Although Dirck at least briefly mentioned the Matson matter, remarkably a book entitled "Lincoln and Freedom," edited by Holzer and Gabbard (Southern Illinois University Press, 2007) makes no mention of the case. The Holzer/Gabbard book does make reference to Stanton and his order to Rufus Saxton to raise black troops in South Carolina. The book also mentions Jefferson Davis's counterpoint to the Emancipation Proclamation, that effective February 22, 1863, all free blacks in the South would be enslaved. Davis also issued a general order that captured Union black soldiers would be enslaved.


Note that in 1860, New Jersey still had slaves. In 1864, New Jersey gave its electoral votes to McClellan (not Lincoln), but Princeton (then College of New Jersey) gave Lincoln an honorary degree after the election.

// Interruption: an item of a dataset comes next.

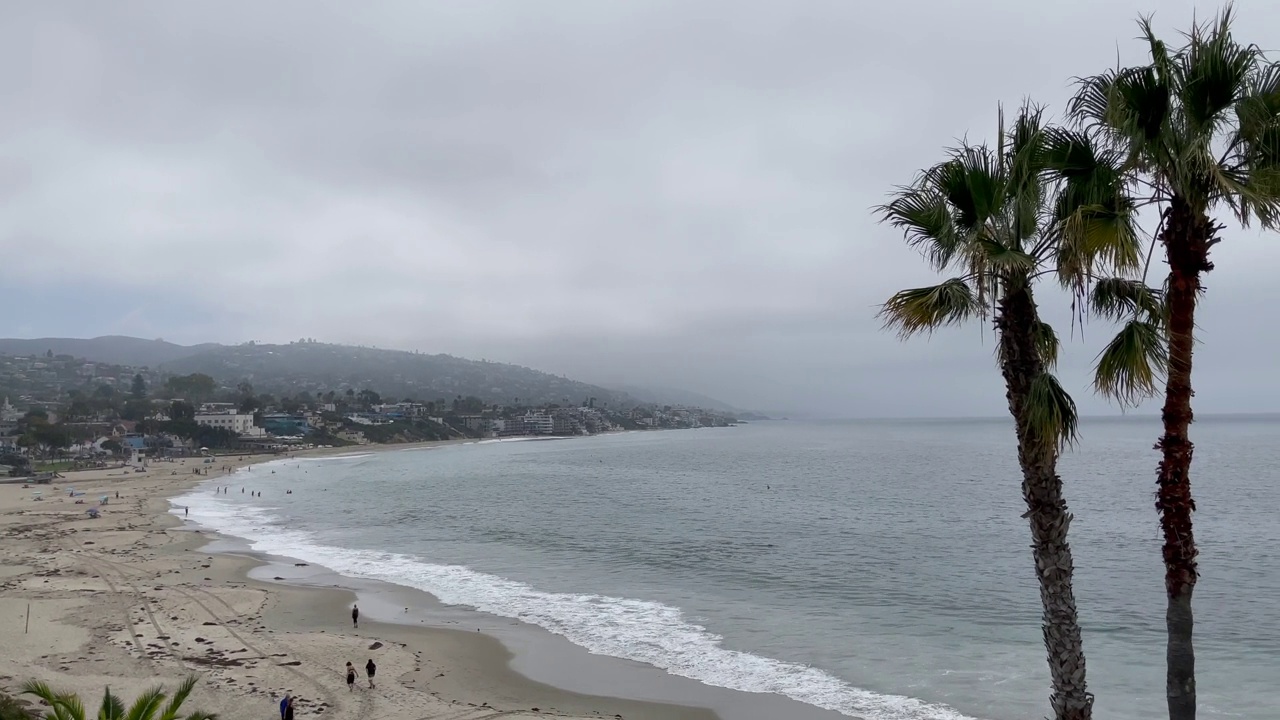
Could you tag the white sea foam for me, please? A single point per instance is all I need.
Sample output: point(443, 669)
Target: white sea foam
point(634, 629)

***Slashdot on Lincolnn-->

"On the 200th anniversary of his birth, President Abraham Lincoln's popular image as a log-splitting bumpkin is being re-assessed as historians have discovered that Lincoln had an avid interest in cutting-edge technology and its applications. During the war, Lincoln haunted the telegraph office (which provided the instant-messaging of its day) for the latest news from the front; he encouraged weapons development and even tested some new rifles himself on the White House lawn; and he is the only US president to hold a patent (No. 6469, granted May 22, 1849). It was for a device to lift riverboats over shoals. 'He not only created his own invention but had ideas for other inventions, such as an agricultural steam plow and a naval steam ram, [and] was fascinated by patent cases as an attorney and also by new innovations during the Civil War,' says Jason Emerson, author of Lincoln the Inventor. But Lincoln's greatest contribution to the war effort was his use of the telegraph. When Lincoln took office the White House had no telegraph connection. Lincoln 'developed the modern electronic leadership model, says Tom Wheeler, author of Mr. Lincoln's T-Mails: The Untold Story of How Abraham Lincoln Used the Telegraph To Win the Civil War. At a time when electricity was a vague scientific concept and sending signals through wires was 'mind boggling,' Lincoln was fascinated by the telegraph and developed it into a political and military tool that allowed him to project himself to the front to monitor and track what was going on. 'If he were alive today, we'd call him an early adopter,' says Wheeler."

IPBiz notes that Lincoln went to the War Dept office to get telegraph messages (a review notes: Initially an intermittent user, Lincoln at times was so reliant on rapid communication that he spent nights at the War Department's telegraph office.) None of this is an "untold story." Also, patent litigation over the telegraph is legendary.